FNNが14日までの2日間行った6月の世論調査で、「高市内閣を支持する」と答えた人の割合は、5月より2.7ポイント下がり、65.3%でした。
その背景にはいわゆる“誹謗中傷動画”疑惑があるとみられ、高市総理の説明に、「納得できない」と答えた人が52%と半数を超え、「高市総理の秘書の参考人招致が必要だ」は60.1%に達し、「不要だ」は35.6%にとどまりました。
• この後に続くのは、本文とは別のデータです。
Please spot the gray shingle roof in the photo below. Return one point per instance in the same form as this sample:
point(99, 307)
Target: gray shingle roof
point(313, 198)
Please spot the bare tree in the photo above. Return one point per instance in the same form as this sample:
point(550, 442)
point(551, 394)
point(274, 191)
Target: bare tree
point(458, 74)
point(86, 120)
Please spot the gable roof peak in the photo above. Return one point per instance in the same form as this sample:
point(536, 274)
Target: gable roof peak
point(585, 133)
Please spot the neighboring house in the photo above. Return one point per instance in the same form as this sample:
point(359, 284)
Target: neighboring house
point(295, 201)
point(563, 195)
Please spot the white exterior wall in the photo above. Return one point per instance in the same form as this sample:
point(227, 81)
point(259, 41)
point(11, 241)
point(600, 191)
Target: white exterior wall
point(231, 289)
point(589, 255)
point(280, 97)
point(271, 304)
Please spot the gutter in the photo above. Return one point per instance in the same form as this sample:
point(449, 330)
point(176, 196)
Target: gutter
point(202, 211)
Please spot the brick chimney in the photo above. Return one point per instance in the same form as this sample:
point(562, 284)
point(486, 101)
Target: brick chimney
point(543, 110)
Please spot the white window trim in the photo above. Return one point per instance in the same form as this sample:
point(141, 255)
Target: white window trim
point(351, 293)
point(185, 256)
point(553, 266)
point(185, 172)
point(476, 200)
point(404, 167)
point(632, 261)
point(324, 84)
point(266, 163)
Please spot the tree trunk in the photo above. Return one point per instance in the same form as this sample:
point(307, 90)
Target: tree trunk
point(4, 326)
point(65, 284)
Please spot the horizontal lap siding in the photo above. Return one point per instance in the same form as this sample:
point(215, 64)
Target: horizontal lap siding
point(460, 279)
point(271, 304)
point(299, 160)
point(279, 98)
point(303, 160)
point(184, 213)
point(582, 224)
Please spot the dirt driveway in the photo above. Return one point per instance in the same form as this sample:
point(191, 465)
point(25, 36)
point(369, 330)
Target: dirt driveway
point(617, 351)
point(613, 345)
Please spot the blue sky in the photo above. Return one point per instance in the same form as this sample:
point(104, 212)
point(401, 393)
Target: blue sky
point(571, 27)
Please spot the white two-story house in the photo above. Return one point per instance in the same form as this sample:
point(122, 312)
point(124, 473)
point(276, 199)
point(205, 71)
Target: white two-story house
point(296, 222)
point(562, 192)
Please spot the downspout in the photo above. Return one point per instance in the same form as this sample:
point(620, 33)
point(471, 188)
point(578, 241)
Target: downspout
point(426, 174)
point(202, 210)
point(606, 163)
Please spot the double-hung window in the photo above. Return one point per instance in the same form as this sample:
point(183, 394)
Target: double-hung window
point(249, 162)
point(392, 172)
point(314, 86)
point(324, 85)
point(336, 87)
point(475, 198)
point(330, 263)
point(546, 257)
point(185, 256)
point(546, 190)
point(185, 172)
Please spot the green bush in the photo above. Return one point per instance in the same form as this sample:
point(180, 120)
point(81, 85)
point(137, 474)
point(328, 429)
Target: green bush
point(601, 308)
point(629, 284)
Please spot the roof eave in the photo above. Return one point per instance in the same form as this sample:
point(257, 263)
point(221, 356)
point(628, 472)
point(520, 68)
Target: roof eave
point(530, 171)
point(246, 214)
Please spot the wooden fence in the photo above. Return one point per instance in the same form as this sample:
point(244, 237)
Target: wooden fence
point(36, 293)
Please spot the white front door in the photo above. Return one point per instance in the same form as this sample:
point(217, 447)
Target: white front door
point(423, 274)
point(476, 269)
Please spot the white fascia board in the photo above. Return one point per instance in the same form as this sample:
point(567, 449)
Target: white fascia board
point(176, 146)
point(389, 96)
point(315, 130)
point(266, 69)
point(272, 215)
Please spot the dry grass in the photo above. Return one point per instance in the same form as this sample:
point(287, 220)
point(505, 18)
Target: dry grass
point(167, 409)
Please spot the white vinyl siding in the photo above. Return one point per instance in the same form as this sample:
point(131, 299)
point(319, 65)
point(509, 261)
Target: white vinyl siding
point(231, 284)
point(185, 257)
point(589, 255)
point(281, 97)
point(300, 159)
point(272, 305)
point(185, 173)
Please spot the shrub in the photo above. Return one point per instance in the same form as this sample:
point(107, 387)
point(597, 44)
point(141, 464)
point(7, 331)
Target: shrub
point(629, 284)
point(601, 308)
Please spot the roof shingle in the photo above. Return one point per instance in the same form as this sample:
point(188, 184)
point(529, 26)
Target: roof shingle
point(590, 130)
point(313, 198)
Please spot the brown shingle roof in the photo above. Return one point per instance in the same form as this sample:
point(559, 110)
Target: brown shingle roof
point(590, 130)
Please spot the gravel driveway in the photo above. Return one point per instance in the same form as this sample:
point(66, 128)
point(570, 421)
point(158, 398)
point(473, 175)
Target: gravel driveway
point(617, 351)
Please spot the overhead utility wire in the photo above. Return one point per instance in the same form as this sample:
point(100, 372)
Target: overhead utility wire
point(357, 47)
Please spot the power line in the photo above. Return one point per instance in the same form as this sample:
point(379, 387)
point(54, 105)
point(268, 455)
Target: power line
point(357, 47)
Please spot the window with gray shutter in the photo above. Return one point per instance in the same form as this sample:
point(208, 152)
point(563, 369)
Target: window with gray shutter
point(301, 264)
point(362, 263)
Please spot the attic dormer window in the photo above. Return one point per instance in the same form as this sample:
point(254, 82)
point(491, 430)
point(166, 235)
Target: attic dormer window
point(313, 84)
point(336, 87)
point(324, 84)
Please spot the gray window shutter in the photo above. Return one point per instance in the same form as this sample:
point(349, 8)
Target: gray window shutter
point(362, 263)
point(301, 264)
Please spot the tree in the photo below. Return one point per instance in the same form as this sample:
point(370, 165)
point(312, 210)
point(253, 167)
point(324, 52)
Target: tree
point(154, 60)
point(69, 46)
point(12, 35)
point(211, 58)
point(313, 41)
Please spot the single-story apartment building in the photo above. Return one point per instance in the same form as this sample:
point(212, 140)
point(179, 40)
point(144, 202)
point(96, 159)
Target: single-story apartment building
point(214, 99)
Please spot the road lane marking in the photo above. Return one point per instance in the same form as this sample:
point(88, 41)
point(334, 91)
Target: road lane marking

(調査は6月13日、14日に電話調査、全国の18歳以上の男女1016人が回答)
この結果について関西テレビ「旬感LIVE とれたてっ!」で、ジャーナリストの鈴木哲夫氏は、自民党の三役(※幹事長・総務会長・政調会長)経験者への取材結果を解説。
「皇室典範改正や憲法改正、衆議院の定数削減の話で、話題を“上書き”して“誹謗中傷動画”の話題を薄めていく戦術でくるのでは」と説明しました。
■「当然の数字だ」 鈴木哲夫氏が読む”参議院”と”世論”の二重圧力
30年以上にわたり政治の現場を取材してきた鈴木氏は、この結果を「当然だ」と述べました。
【ジャーナリスト 鈴木哲夫氏】「この数字ですけども、当然だと思います。国会の答弁を聞いていても、整合性とか、はっきり答えてない。だから『ちゃんと答えるべきだ』という世論が高いのこれは当然」
鈴木氏が今後のポイントとして挙げたのは2点です。
・参議院の動向 …衆議院では与党が数の優位を持つものの、参議院では野党が「徹底的にこの問題をやる」と明言しているといいます。審議が止まる場面も出ており、参議院での議論の行方が政権運営を左右すると鈴木氏は見ています。
・世論の変化 … 鈴木氏は「何だかんだ言っても高市さんというのは世論に支えられている」と指摘します。それだけに、世論が批判的な方向に傾き始めると「かなり揺らいでくる」と警告しました。
■自民党元三役が語った”上書き”戦術とは
さらに鈴木氏は、自民党の元三役に取材した結果、“誹謗中傷動画疑惑”に対して、ほかの議論をぶつけ、話題の”上書き”を狙ってくるのではないかと解説しました。
【鈴木哲夫氏】「”上書き”とは何かというと、今、”誹謗中傷動画”の問題になってたら、そうじゃないものをどんどん被せていく、”上書き”していくという意味。
皇室典範の話、憲法改正、それから衆議院の比例の定数を減らすとか、消費税。こういうものをどんどん打ち出してきたら、それがメインになる。
まさに“上書き”で、この“中傷動画”問題が少し薄れていくんじゃないか、そんな戦術でくるんじゃないかという見方をしている」
その上で鈴木氏、「SNSと選挙は今、大問題で議論してる。だから高市さんはしっかりとここは説明をする必要があると僕は思います」と指摘しました。
■「”上書き”より全部明らかに」 古市憲寿氏が問う”松井健”という存在
社会学者の古市憲寿氏も、”上書き”に対し、「全部明らかにすべき」と訴えました。
【古市憲寿氏】「逆に僕は”上書き”じゃなくて、全部明らかにしたほうがいいと思う。
そもそもこの“誹謗中傷”動画のキーマンとされる実業家の松井健さんは、もともと『サナエトークン』の運営者側ですよね。
だからいっそ全部明らかになって、『サナエトークン』とは何だったのか。松井健さんというのはどういう存在なのか、その周りにはどんな人がいるか、ということを全部」
■「高市さんも修正すればいい」 古市氏が示す問題解決の条件
古市氏は、高市総理自身の国会答弁について、「秘書が松井氏らに会っていない」とする説明について、「多分、高市さんの言い過ぎという面もあると思う」と指摘。
その上で、次のように主張しました。
【古市氏】「だから高市さんは高市さんの(これまでの答弁の)修正をすればいい話で、そもそも松井さんたちが誰なのか、サナエトークンというのは何だったのか。誰が一番悪いのか。